Government had commissioned BDO back in January 2015 to assess the merits of BVI Airways’ proposal for the NDP government to fund the venture to commence commercial flights between the BVI and Miami in the United States.
BDO concluded that the proposal required governemnt to assume the financial risks while ‘guaranteeing BVI Airways significant returns’.
The accounting company said government would be taking on a “significant liability risk by signing a revenue guarantee contract with the parties that apparently lacked relevant operational experience”.
And while noting that the age of BVI Airways’ aircraft would likely lead to “greater maintenance cost”, BDO advised the government not to proceed unless all the issues were rectified.
“None of the above recommendations by BDO was adopted,” the Auditor General’s report said.
When the decision documents were submitted to Cabinet for the approval, the Auditor General said, “the BDO financial assessment report that recommended changes for a more equitable arrangement was not included in the papers presented to Cabinet”.
It is not immediately clear what government department directly commissioned BDO.
But, indications from the Auditor General are that correspondence between BVI Airways and government largely went through the Office of the Premier, and the Ministry of Finance — both led by former Premier Dr D Orlando Smith.

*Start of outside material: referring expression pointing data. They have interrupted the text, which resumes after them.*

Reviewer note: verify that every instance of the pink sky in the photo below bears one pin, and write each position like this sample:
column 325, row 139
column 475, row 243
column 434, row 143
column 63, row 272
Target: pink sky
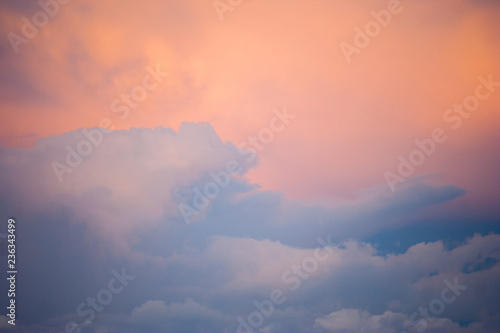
column 353, row 119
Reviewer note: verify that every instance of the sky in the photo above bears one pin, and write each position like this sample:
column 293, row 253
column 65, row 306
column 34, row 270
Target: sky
column 200, row 166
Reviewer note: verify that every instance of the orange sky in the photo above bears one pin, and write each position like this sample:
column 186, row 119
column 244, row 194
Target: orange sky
column 353, row 119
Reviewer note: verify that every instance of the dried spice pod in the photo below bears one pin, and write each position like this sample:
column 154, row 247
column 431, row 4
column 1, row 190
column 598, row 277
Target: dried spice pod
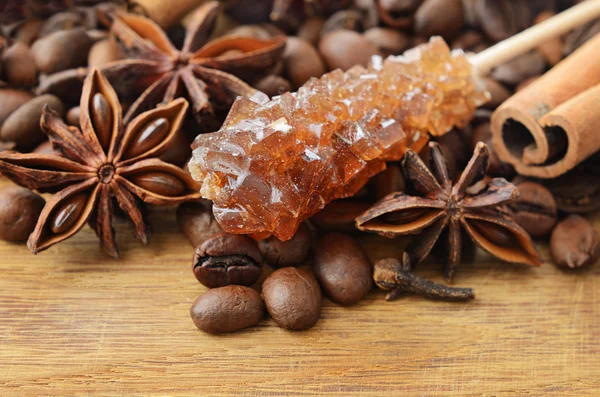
column 534, row 209
column 440, row 205
column 99, row 164
column 19, row 212
column 206, row 71
column 390, row 275
column 23, row 125
column 574, row 243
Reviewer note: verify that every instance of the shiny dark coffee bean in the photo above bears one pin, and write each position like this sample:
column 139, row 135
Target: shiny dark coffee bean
column 293, row 298
column 342, row 268
column 227, row 259
column 574, row 243
column 227, row 309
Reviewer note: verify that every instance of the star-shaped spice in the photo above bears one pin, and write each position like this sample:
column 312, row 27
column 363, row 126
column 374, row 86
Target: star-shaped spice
column 473, row 204
column 105, row 160
column 208, row 73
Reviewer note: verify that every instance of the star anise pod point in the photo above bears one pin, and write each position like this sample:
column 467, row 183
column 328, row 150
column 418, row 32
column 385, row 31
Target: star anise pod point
column 439, row 205
column 103, row 162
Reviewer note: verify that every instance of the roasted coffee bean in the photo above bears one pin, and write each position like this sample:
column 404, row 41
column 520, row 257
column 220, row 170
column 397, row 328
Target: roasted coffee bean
column 160, row 183
column 301, row 61
column 310, row 30
column 19, row 67
column 227, row 259
column 293, row 298
column 534, row 209
column 497, row 91
column 273, row 85
column 66, row 216
column 387, row 41
column 343, row 49
column 339, row 215
column 342, row 268
column 19, row 212
column 346, row 19
column 500, row 19
column 391, row 180
column 104, row 52
column 574, row 243
column 439, row 17
column 29, row 31
column 23, row 125
column 10, row 100
column 72, row 117
column 293, row 252
column 227, row 309
column 397, row 13
column 520, row 68
column 148, row 137
column 102, row 119
column 197, row 222
column 61, row 50
column 61, row 21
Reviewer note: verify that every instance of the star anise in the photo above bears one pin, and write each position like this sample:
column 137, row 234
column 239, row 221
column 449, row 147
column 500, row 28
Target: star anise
column 105, row 160
column 203, row 71
column 473, row 204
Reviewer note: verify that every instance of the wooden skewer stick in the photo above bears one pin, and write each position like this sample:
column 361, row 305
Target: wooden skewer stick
column 529, row 39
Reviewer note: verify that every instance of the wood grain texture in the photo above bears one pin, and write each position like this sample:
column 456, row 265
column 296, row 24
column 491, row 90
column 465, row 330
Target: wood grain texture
column 74, row 322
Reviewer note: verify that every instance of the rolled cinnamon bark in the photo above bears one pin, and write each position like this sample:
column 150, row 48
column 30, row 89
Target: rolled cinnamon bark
column 553, row 124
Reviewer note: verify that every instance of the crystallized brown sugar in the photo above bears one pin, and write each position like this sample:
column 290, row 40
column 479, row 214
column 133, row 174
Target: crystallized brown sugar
column 275, row 163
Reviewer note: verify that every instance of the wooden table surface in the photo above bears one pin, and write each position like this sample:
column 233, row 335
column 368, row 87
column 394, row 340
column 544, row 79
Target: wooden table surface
column 75, row 322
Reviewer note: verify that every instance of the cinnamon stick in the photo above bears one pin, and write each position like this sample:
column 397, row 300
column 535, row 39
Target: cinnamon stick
column 553, row 124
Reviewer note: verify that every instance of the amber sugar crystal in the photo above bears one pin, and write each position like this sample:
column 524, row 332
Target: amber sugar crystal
column 276, row 162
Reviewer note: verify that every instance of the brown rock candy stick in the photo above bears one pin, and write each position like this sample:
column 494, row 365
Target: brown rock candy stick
column 275, row 163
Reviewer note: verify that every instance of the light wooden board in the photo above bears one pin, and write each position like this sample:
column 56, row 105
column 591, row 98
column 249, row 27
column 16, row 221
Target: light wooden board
column 74, row 322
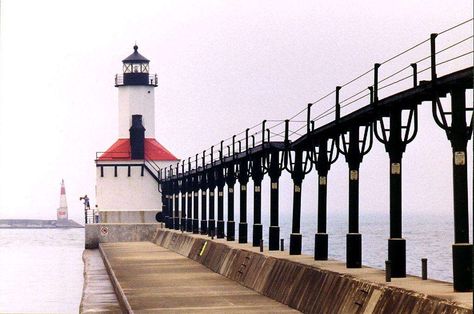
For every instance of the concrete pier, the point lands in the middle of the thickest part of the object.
(98, 295)
(150, 278)
(160, 269)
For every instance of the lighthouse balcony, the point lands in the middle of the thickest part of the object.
(136, 79)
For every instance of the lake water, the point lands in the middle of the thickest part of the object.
(41, 271)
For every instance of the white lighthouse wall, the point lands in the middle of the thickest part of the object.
(127, 199)
(136, 100)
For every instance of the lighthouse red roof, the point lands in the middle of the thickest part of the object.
(120, 150)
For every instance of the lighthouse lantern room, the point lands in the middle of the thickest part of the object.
(127, 188)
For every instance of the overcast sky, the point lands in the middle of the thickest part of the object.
(223, 66)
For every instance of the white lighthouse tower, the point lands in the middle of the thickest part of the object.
(127, 188)
(62, 216)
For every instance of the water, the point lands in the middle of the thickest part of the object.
(41, 270)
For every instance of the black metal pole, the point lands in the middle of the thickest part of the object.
(189, 221)
(274, 173)
(212, 221)
(353, 237)
(220, 207)
(396, 244)
(176, 207)
(230, 212)
(183, 208)
(321, 237)
(243, 233)
(243, 180)
(297, 175)
(203, 209)
(257, 177)
(196, 209)
(230, 180)
(462, 250)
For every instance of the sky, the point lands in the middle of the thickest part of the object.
(223, 66)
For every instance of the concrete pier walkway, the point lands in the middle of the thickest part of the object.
(98, 295)
(150, 278)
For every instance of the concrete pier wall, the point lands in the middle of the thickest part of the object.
(307, 289)
(295, 280)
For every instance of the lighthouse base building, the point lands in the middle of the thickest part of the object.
(127, 188)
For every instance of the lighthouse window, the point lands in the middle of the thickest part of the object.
(127, 68)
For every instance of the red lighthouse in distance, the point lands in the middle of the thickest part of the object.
(127, 173)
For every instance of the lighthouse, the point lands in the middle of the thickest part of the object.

The NDP government gave 7.2 million of taxpayer dollars for the airline to commence direct flights between the BVI and Miami, USA back in 2016.
However, operators of BVI Airways missed all of its promised dates for the commencement of those flights. And by July of 2017, the airline laid off its staff; claiming that it needed more money to fly.
After roughly three years, a criminal probe has now been launched into the controversial BVI Airways deal.